The European Union’s ambitious plan to impose bloc-wide tax regulations on digital companies was on the verge of failure on Tuesday.
Tech giants such as Facebook and Google pay remarkably little tax by shifting profits to low-tax member states, but plans to fix that have been deeply divisive in the EU.
EU finance ministers presented widely differing views on a plan to charge tech firms a 3 percent levy on digital revenues in all EU states:
- Key proponent France agreed to postpone implementation to 2020 if it meant saving the plan, but insisted on signing it by December.
- Ireland and Sweden remain sceptical, especially if the deal is not anchored in a global tax framework.
- Germany wants an OECD-backed global deal, but supports a 2020 EU back-up plan, if it doesn’t affect car makers.
- Spain and the UK reiterated their plans for national schemes.
- Italy said it would impose a national plan if no EU plan was signed by December.
Possible US retaliation
“It is very difficult to see an agreement on the digital tax because so many technical issues are not solved yet,” Danish Finance Minister Kristian Jensen said, warning that the US could retaliate given it targets mostly American firms.
Irish Finance Minister Paschal Donohoe, who fears reduced tax revenue in his country, said the tax would set a negative precedent for Europe, as it would be imposed in states where consumers are located rather than where services are produced.

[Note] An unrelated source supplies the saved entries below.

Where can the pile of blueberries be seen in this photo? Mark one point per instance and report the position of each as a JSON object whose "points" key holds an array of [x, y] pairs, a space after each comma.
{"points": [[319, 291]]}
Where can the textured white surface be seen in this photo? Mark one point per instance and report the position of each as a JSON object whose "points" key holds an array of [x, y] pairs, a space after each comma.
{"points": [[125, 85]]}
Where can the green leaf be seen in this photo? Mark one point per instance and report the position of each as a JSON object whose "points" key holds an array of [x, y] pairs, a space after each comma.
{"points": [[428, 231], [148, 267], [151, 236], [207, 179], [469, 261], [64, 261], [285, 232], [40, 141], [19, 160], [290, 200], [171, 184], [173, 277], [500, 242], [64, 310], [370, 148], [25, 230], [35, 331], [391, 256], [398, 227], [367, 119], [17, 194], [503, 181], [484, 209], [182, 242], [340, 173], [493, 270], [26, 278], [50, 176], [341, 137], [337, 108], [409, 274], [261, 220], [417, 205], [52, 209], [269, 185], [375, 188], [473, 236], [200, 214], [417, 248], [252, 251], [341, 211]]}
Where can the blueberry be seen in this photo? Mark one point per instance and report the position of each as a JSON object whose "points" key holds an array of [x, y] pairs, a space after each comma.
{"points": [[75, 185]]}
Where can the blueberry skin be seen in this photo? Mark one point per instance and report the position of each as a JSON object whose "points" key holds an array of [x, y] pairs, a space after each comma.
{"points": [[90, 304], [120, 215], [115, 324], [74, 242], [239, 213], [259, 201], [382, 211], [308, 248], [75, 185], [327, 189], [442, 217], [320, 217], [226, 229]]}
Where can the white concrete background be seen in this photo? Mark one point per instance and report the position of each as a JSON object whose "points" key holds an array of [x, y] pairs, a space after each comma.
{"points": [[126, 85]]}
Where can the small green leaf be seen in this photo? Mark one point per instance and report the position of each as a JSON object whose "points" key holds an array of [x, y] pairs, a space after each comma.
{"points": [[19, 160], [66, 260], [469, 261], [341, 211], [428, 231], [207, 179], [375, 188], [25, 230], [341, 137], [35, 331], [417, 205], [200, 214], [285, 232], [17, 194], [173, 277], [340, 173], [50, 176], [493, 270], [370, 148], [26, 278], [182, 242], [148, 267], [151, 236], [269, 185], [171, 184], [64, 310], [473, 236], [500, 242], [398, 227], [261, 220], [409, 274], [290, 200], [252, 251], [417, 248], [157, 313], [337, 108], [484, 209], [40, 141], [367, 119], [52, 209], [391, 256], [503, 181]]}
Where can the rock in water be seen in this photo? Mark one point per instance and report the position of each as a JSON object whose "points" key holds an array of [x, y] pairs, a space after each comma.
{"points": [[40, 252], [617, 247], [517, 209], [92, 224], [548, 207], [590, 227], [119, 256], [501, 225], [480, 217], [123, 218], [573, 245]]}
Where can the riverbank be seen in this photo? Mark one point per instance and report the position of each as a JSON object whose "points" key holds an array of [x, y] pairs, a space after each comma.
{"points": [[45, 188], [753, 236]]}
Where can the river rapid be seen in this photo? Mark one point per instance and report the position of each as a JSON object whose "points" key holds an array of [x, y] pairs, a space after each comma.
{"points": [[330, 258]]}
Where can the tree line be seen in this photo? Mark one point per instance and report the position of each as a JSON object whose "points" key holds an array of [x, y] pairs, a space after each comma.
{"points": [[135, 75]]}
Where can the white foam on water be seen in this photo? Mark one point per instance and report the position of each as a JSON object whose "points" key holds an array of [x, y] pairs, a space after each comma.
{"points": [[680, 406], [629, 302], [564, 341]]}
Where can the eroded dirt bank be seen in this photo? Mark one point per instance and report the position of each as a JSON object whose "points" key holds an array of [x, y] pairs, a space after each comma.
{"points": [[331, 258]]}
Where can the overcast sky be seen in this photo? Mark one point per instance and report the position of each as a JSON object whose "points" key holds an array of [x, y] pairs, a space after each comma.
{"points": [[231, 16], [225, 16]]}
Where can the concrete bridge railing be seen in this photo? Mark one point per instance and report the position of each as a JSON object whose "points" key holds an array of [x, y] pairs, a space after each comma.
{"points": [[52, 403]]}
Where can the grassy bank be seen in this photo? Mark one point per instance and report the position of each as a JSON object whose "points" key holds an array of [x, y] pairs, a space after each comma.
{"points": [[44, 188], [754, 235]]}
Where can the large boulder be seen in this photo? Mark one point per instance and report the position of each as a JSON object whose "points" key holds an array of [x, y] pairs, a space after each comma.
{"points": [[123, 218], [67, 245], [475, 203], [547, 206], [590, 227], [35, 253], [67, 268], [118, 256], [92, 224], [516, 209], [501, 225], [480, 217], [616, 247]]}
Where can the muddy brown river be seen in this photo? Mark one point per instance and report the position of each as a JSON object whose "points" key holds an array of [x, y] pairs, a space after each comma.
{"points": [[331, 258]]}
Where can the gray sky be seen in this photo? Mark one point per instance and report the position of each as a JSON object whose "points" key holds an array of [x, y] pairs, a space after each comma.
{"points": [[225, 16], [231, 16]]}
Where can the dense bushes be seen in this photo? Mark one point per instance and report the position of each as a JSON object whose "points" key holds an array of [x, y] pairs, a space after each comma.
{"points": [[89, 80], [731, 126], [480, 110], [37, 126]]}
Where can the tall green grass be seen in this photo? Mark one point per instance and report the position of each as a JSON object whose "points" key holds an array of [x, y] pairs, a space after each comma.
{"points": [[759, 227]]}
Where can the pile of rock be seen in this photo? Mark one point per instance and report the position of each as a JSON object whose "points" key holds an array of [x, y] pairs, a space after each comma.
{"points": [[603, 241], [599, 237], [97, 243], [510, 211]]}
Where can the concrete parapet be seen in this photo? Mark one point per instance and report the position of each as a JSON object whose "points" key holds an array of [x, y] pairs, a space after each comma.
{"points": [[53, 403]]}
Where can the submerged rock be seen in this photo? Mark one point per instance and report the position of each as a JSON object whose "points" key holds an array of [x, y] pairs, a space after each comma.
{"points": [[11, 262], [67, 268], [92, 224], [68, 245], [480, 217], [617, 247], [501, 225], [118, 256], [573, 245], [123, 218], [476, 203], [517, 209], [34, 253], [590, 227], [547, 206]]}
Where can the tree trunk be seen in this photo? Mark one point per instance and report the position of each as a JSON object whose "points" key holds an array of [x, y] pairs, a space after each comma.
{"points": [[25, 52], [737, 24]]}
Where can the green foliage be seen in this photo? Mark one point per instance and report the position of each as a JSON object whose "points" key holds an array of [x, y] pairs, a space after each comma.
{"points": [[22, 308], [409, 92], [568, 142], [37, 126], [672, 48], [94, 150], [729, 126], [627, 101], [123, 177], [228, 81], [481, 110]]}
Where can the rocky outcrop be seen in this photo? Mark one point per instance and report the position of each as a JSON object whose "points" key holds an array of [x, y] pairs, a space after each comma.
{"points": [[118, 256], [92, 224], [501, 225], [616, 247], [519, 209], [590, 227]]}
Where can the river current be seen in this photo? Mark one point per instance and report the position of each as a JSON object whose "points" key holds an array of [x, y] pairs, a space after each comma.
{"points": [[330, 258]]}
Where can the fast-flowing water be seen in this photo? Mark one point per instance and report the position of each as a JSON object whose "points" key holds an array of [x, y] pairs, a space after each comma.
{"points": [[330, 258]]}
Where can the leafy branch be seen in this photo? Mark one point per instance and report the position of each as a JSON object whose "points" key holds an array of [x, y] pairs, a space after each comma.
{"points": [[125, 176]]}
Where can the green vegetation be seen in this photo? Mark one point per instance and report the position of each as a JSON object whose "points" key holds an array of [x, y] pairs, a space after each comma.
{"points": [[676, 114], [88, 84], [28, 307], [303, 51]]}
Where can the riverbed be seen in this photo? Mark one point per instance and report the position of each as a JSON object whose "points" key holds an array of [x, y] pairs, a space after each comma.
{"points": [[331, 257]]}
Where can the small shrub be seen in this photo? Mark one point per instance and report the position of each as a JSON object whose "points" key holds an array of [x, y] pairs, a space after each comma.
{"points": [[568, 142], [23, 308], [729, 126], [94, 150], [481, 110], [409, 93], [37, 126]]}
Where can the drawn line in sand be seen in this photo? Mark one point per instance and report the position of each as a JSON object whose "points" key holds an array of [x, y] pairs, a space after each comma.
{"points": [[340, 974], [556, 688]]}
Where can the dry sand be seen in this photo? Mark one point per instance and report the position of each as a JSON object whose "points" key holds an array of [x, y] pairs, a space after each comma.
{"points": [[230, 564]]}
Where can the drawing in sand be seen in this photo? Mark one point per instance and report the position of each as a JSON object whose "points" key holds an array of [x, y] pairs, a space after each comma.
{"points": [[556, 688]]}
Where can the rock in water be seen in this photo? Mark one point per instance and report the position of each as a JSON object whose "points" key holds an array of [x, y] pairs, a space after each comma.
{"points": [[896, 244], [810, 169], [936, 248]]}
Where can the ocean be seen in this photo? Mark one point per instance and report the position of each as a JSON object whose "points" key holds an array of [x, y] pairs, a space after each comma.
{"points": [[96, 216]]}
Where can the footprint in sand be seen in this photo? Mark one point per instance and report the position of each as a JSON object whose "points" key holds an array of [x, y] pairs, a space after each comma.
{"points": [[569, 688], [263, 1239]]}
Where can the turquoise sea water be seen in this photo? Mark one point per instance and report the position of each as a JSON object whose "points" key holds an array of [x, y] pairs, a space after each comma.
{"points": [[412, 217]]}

“We are net exporters. What kind of reaction would we have if this model was imposed on us?” he told ministers.
EU Economics Commissioner Pierre Moscovici warned: “If we do nothing, the EU will be split up like a puzzle and our European businesses will be the first to suffer.”
Where do we go from here? Current EU presidency holder Austria said it would lead a final push in December but was pessimistic about members’ appetite for compromise.